Two TaqI endonuclease (hereafter referred to as TaqI) isoschizomer genes, tsp32IR from Thermus species SM32 of Azores and tfiTok6A1I from T. filiformis Tok6A1 of New Zealand, were cloned in Escherichia coli. The overexpressed enzymes were partly purified and their thermostability was determined. In the medium-salt buffer, Tsp32IR, TfiTok6A1I and one previously cloned TaqI isoschizomer (TthHB8I) were more thermostable than TaqI. Tsp32IR remained partly active up to 90 degreesC in the low-salt buffer. Six amino acid residues that are identical in the three high thermostability isoschizomers (Tsp32IR, TfiTok6A1I and TthHB8I) but differ in TaqI might provide added rigidity for thermostabilization. These include four proline residues located in or near loop regions, and one alanine and one arginine located at helix regions in the predicted TaqI endonuclease secondary structure. The possible role of these residues in thermostabilization was evaluated by mutagenizing the TaqI enzyme.

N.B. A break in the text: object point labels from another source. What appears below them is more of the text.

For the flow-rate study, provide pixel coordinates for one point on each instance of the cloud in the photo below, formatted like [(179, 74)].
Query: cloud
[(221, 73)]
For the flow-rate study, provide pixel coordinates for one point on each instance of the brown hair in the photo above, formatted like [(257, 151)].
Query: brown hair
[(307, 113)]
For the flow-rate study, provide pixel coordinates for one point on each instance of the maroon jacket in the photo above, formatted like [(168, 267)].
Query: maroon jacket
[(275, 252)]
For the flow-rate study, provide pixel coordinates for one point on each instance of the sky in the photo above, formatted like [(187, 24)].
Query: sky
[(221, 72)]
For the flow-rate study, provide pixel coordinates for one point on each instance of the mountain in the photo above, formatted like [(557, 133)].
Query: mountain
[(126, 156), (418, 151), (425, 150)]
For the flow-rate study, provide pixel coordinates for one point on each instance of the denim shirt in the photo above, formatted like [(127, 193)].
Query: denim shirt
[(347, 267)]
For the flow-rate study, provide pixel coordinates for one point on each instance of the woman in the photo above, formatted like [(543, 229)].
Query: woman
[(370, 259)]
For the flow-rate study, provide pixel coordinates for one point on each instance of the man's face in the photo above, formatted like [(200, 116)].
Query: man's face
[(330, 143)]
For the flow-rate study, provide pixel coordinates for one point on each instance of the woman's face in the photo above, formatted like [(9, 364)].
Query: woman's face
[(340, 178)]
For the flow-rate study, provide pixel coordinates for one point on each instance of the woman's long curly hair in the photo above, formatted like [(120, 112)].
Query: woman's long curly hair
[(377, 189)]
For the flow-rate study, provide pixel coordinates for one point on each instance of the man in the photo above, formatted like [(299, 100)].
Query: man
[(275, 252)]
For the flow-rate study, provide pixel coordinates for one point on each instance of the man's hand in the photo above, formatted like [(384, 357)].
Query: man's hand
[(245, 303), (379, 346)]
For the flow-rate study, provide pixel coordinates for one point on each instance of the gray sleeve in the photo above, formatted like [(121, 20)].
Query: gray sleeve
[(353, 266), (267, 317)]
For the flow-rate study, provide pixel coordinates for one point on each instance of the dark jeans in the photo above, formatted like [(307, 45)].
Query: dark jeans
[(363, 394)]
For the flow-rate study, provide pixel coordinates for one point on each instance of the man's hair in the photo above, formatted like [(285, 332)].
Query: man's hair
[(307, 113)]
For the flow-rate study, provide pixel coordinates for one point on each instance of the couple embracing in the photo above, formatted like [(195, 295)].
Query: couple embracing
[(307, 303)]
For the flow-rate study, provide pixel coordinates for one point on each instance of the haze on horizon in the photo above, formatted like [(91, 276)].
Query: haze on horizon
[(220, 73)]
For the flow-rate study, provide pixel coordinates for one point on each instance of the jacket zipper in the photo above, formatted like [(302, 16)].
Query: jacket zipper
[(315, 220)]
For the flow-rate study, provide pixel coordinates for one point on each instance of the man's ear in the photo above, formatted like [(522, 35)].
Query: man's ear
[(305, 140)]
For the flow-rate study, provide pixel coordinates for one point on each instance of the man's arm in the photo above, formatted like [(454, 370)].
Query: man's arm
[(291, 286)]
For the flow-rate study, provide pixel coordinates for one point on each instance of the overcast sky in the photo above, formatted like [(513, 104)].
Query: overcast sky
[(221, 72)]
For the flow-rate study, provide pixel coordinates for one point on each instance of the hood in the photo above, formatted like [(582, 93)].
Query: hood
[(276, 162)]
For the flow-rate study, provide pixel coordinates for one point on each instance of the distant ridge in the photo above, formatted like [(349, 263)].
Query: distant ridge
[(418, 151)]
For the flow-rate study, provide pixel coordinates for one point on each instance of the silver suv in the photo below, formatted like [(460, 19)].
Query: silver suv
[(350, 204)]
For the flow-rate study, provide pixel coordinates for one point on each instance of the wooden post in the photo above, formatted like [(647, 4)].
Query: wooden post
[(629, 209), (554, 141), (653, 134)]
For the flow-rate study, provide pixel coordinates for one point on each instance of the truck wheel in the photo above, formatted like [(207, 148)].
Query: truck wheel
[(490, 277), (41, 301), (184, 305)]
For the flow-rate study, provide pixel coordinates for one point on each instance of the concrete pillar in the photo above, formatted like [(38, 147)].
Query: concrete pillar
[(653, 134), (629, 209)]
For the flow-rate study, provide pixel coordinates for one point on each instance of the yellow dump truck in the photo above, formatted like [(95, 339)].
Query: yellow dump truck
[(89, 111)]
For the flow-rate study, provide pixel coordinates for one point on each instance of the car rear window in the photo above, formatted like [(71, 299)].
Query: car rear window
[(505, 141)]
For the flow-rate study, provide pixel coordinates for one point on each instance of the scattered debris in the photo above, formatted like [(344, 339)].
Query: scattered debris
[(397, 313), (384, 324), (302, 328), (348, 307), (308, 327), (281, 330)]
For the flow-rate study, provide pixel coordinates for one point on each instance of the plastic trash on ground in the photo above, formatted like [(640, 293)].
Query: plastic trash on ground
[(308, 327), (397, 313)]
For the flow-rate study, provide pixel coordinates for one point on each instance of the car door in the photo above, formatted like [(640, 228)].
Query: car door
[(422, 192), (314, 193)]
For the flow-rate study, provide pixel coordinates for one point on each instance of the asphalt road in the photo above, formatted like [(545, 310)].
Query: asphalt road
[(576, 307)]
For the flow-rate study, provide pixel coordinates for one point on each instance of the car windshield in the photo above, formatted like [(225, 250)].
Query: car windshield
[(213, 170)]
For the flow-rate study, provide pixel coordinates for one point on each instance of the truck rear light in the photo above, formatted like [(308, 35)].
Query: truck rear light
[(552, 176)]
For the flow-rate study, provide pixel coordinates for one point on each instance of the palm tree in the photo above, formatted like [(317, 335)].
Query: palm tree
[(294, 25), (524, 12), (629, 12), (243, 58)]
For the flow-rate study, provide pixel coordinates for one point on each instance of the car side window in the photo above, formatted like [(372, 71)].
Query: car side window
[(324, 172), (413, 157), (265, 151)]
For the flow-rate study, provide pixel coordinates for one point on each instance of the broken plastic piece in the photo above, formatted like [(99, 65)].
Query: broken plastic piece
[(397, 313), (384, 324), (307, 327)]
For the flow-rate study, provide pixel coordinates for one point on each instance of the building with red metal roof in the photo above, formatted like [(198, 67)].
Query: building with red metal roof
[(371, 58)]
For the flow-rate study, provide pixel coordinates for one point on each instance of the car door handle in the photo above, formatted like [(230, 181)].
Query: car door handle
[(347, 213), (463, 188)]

Mutants generated at these six positions were less thermostable than wild-type TaqI. The results suggest that the surrounding sequence or structural context might be as important as the mutation itself.

摘要

克隆了两个TaqI核酸内切酶(以下简称TaqI)同裂酶基因,即来自亚速尔群岛嗜热栖热菌属SM32的tsp32IR和来自新西兰丝状嗜热栖热菌Tok6A1的tfiTok6A1I,并将其在大肠杆菌中进行表达。对过量表达的酶进行了部分纯化,并测定了它们的热稳定性。在中盐缓冲液中,Tsp32IR、TfiTok6A1I和一个先前克隆的TaqI同裂酶(TthHB8I)比TaqI更耐热。在低盐缓冲液中,Tsp32IR在高达90℃时仍保持部分活性。在三种高热稳定性同裂酶(Tsp32IR、TfiTok6A1I和TthHB8I)中相同但在TaqI中不同的六个氨基酸残基可能为热稳定性提供额外的刚性。这些残基包括位于环区或其附近的四个脯氨酸残基,以及预测的TaqI核酸内切酶二级结构中位于螺旋区的一个丙氨酸和一个精氨酸。通过对TaqI酶进行诱变评估了这些残基在热稳定性中的可能作用。在这六个位置产生的突变体比野生型TaqI的热稳定性更低。结果表明,周围的序列或结构环境可能与突变本身同样重要。